Here, ${\mu }_{\text{D}}$ is the reduced mass of deuterium, and $m_D$ is the mass of deuterium nucleus.

Write the formula for the ration of reduced mass of proton and deuterium.

    $\frac{{\mu }_{\text{H}}}{{\mu }_{\text{D}}}=\left(\frac{m_e{m}_p}{m_e+m_p}\right)\left(\frac{m_e+m_{\text{D}}}{m_e{m}_{\text{D}}}\right)$                                                                           (V)

Write the formula for the difference in wavelength of proton and deuterium.

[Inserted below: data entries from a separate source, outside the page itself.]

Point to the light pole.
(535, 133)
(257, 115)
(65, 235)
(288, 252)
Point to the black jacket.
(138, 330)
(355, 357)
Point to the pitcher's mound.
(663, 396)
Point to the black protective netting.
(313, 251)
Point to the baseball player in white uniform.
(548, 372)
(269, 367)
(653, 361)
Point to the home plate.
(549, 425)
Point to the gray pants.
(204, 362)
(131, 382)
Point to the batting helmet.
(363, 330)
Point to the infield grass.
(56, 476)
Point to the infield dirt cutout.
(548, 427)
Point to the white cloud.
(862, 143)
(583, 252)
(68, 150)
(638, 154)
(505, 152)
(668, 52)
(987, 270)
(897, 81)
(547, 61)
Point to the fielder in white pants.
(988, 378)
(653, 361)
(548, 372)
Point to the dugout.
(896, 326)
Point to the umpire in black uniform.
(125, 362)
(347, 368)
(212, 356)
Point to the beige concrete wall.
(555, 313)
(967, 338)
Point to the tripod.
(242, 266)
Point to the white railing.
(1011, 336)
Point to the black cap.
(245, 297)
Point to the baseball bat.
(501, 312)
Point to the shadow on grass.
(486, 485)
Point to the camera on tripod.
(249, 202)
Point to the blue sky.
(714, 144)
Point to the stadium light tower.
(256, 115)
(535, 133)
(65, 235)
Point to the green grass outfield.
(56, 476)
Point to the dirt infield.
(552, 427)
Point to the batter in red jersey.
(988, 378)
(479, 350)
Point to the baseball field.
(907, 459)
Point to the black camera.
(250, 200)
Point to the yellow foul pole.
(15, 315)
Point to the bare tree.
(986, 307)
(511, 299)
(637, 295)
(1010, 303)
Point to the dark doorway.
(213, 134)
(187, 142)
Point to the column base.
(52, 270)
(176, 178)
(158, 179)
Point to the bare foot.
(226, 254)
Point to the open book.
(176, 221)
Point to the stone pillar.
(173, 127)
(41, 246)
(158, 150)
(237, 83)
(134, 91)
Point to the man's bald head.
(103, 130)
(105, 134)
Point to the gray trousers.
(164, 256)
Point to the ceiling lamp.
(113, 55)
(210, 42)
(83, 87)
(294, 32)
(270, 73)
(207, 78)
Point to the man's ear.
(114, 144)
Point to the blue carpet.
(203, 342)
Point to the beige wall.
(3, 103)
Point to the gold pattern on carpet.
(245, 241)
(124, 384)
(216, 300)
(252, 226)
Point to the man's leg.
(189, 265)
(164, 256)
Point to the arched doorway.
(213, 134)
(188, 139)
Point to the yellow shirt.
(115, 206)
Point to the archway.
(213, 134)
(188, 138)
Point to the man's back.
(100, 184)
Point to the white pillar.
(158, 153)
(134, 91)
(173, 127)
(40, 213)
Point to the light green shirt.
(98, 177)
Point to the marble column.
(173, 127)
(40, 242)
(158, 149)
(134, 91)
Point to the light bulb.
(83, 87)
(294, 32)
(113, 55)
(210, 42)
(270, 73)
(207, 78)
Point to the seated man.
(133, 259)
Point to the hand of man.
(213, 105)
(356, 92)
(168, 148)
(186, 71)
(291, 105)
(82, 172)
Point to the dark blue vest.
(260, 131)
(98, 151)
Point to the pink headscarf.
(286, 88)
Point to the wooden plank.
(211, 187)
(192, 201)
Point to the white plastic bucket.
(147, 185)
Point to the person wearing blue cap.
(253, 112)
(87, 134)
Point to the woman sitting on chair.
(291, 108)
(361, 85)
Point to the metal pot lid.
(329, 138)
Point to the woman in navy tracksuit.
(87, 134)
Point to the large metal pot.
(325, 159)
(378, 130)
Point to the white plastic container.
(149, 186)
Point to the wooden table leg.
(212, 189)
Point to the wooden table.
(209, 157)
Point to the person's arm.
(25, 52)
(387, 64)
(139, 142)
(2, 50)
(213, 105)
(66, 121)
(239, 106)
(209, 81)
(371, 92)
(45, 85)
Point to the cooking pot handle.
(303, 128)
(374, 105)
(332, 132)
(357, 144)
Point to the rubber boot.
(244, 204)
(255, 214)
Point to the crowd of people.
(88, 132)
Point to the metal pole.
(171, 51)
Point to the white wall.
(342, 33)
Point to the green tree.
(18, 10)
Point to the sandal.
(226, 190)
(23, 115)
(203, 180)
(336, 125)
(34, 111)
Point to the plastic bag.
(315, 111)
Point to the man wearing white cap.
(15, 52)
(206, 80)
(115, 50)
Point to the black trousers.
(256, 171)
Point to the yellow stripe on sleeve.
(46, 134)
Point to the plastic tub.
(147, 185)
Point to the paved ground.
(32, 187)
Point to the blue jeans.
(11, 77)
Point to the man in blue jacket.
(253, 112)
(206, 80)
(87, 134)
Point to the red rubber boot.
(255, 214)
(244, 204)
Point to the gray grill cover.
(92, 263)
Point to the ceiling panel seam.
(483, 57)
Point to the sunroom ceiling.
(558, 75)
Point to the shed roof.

    ${\lambda }_{\text{H}}-{\lambda }_{\text{D}}=\left(1-\frac{{\mu }_{\text{H}}}{{\mu }_{\text{D}}}\right){\lambda }_{\text{H}}$                                                                                    (VI)

Conclusion:

Substitute $1.007276\text{u}$ for $m_p$, $0.000549\text{u}$ for $m_e$, $2.013553\text{u}$ for $m_D$ in equation (V).

    $\begin{array}{c}\frac{{\mu }_{\text{H}}}{{\mu }_{\text{D}}}=\frac{\left(1.007276\text{u}\right)\left(0.000549\text{u}+2.013553\text{u}\right)}{\left(0.000549\text{u}+1.007276\text{u}\right)\left(2.013553\text{u}\right)}\\ =0.999728\end{array}$

Substitute $0.999728$ for ${\mu }_H/{\mu }_D$, $656.3\text{nm}$ for ${\lambda }_H$ in equation (VI).

    $\begin{array}{c}{\lambda }_{\text{H}}-{\lambda }_{\text{D}}=\left(1-0.999728\right)\left(656.3\text{nm}\right)\\ =0.179\text{nm}\end{array}$

The wavelength difference for the Balmer alpha line of hydrogen emitted from a transition from $n=3$ to $n=4$ is $0.179\text{nm}$.